管理alicloud_eflo_experiment_plan_template资源-Terraform-阿里云

Provides a Eflo Experiment Plan Template resource.

For information about Eflo Experiment Plan Template and how to use it, see What is Experiment Plan Template.

-> NOTE: Available since v1.248.0.

Example Usage

Basic Usage

variable "name" {
  default = "terraform-example"
}

provider "alicloud" {
  region = "cn-wulanchabu"
}

resource "alicloud_eflo_experiment_plan_template" "default" {
  template_pipeline {
    workload_id   = "2"
    workload_name = "MatMul"
    env_params {
      cpu_per_worker     = "90"
      gpu_per_worker     = "8"
      memory_per_worker  = "500"
      share_memory       = "500"
      worker_num         = "1"
      py_torch_version   = "1"
      gpu_driver_version = "1"
      cuda_version       = "1"
      nccl_version       = "1"
    }
    pipeline_order = "1"
    scene          = "baseline"
  }
  privacy_level        = "private"
  template_name        = var.name
  template_description = var.name
}

Argument Reference

The following arguments are supported:

privacy_level - (Required, ForceNew) Used to indicate the privacy level of the content or information. It can have the following optional parameters:
- private: Indicates that the content is private and restricted to specific users or permission groups. Private content is usually not publicly displayed, and only authorized users can view or edit it.
- public: Indicates that the content is public and can be accessed by anyone. Public content is usually viewable by all users and is suitable for sharing information or resources
template_description - (Optional, ForceNew) Describe the purpose of this template.
template_name - (Required, ForceNew) Help users identify and select specific templates.
template_pipeline - (Required, Set) Representative Template Pipeline. See template_pipeline below.

`template_pipeline`

The template_pipeline supports the following:

env_params - (Required, Set) Contains a series of parameters related to the environment. See env_params below.
pipeline_order - (Required, Int) Indicates the sequence number of the pipeline node.
scene - (Required) The use of the template scenario. It can have the following optional parameters:
- baseline: benchmark evaluation
setting_params - (Optional, Map) Represents additional parameters for the run.
workload_id - (Required, Int) Used to uniquely identify a specific payload.
workload_name - (Required) The name used to represent a specific payload.

`template_pipeline-env_params`

The template_pipeline-env_params supports the following:

cpu_per_worker - (Required, Int) Number of central processing units (CPUs) allocated. This parameter affects the processing power of the computation, especially in tasks that require a large amount of parallel processing.
cuda_version - (Optional) The version of CUDA(Compute Unified Device Architecture) used.
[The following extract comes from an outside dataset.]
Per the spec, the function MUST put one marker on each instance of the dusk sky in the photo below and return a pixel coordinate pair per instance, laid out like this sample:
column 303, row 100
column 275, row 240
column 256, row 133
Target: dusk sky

CUDA is a parallel computing platform and programming model provided by NVIDIA. A specific version may affect the available GPU functions and performance optimization.
gpu_driver_version - (Optional) The version of the GPU driver used. Driver version may affect GPU performance and compatibility, so it is important to ensure that the correct version is used
gpu_per_worker - (Required, Int) Number of graphics processing units (GPUs). GPUs are a key component in deep learning and large-scale data processing, so this parameter is very important for tasks that require graphics-accelerated computing.
memory_per_worker - (Required, Int) The amount of memory available. Memory size has an important impact on the performance and stability of the program, especially when dealing with large data sets or high-dimensional data.
nccl_version - (Optional) The NVIDIA Collective Communications Library(NCCL) version used. NCCL is a library for multi-GPU and multi-node communication. This parameter is particularly important for optimizing data transmission in distributed computing.
py_torch_version - (Optional) The version of the PyTorch framework used. PyTorch is a widely used deep learning library, and differences between versions may affect the performance and functional support of model training and inference.
share_memory - (Required, Int) Shared memory GB allocation
worker_num - (Required, Int) The total number of nodes. This parameter directly affects the parallelism and computing speed of the task, and a higher number of working nodes usually accelerates the completion of the task.

Attributes Reference

The following attributes are exported:

id - The ID of the resource supplied above.
create_time - The creation time of the resource.
template_id - The ID of the template.

Timeouts

The timeouts block allows you to specify timeouts for certain actions:

create - (Defaults to 5 mins) Used when create the Experiment Plan Template.
delete - (Defaults to 5 mins) Used when delete the Experiment Plan Template.
update - (Defaults to 5 mins) Used when update the Experiment Plan Template.

Import

Eflo Experiment Plan Template can be imported using the id, e.g.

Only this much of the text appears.